Der Senat ist damit hinsichtlich der Frage, ob die Krankenhausbehandlung des Versicherten in der streitigen Zeit erforderlich gewesen ist, darauf beschränkt, die Einwendungen zu überprüfen, auf die sich die Beklagte bis 14 Kalendertage nach Eingang der Rechnung vom 31. Dezember 1997 bei ihr berufen hat. Diese Einwendungen erschöpfen sich jedoch, soweit sie inhaltsgleich aus den Stellungnahmen des MDK vom 4. August, 30. September und 3. November 1997 übernommen worden sind, in der bloßen Behauptung, die Krankenhausbehandlung sei in der streitigen Zeit nicht mehr notwendig gewesen. Sie sind mithin nicht geeignet, den durch die Entscheidung des Krankenhausarztes begründeten Anscheinsbeweis zu erschüttern. Ob hinsichtlich der von der Beklagten übernommenen Ausführungen der für den MDK tätigen Ärztin für Neurologie und Psychiatrie O vom 24. Januar 2000 etwas anderes zu gelten hat, bedarf hier keiner Entscheidung. Denn diese Ausführungen sind ungeachtet ihres Beweiswerts erst während des sozialgerichtlichen Verfahrens nach Auswertung der bis dahin vollkommen unbeachtet gebliebenen Patientenunterlagen zu einem Zeitpunkt gemacht worden, in dem sich die Beweislage bereits zu Ungunsten der Klägerin aus von der Beklagten zu vertretenden Gründen verschlechtert hatte.
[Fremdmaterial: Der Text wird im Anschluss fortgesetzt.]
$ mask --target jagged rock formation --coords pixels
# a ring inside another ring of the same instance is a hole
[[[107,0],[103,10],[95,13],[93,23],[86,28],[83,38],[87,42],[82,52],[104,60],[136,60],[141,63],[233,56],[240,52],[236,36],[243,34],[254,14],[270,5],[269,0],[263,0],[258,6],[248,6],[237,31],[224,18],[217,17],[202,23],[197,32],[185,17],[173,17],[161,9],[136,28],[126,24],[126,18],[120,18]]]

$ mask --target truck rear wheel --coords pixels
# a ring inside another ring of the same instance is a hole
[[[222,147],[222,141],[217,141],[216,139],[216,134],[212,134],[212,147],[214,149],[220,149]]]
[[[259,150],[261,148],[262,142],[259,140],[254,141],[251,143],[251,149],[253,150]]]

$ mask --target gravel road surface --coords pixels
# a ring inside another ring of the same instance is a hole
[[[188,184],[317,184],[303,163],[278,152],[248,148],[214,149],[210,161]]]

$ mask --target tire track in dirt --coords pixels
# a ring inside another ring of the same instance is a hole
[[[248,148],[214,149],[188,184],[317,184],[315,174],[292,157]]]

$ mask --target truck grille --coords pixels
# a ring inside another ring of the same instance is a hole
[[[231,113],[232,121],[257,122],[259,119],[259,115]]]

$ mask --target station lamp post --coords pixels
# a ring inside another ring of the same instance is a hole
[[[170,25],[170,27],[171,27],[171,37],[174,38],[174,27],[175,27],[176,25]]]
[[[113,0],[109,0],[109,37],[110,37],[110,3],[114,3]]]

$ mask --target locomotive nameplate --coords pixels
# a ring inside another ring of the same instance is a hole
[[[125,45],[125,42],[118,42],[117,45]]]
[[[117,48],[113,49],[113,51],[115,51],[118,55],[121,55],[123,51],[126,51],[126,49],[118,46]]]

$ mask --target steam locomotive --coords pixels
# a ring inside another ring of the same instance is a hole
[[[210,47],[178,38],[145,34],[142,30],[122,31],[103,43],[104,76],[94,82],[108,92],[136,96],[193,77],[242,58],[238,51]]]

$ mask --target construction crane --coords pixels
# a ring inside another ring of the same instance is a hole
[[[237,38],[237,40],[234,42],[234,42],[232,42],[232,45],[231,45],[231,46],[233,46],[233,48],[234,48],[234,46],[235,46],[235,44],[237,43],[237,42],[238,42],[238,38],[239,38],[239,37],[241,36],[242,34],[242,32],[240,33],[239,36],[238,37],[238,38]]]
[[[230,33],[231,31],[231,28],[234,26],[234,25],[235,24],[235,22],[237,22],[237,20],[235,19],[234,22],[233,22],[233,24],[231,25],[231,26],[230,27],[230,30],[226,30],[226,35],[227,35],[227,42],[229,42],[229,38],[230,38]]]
Da eventuelle Ermittlungen, die der Senat von Amts wegen anstellen könnte, ebenfalls nach dem hier maßgeblichen Zeitpunkt lägen, kommt eine weitere Sachaufklärung zur Frage der Erforderlichkeit der hier streitigen Krankenhausbehandlung nicht mehr in Betracht. Auch eine Aussetzung des Verfahrens mit dem Ziel, der Beklagten Gelegenheit zu geben, das vertraglich vorgesehene Überprüfungsverfahren durchzuführen, scheidet im Hinblick darauf, dass die Beklagte die ihr zur Durchführung eines ordnungsgemäßen Überprüfungsverfahrens zur Verfügung stehende Zeit ungenutzt hat verstreichen lassen, aus.

Bedenken gegen die Höhe des nach allem bestehenden Vergütungsanspruchs der Klägerin gegen die Beklagte bestehen nicht und sind von Letzterer auch nicht geltend gemacht worden.

Der Zinsanspruch ergibt sich aus § 12 Abs. 5 KBV in Verbindung mit § 1 des Diskontsatz-Überleitungsgesetzes.

Die Kostenentscheidung beruht auf § 193 SGG und folgt dem Ergebnis in der Hauptsache.

Die Revision ist nicht zugelassen worden, weil ein Grund hierfür nach § 160 Abs. 2 Nr. 1 und 2 SGG nicht vorliegt.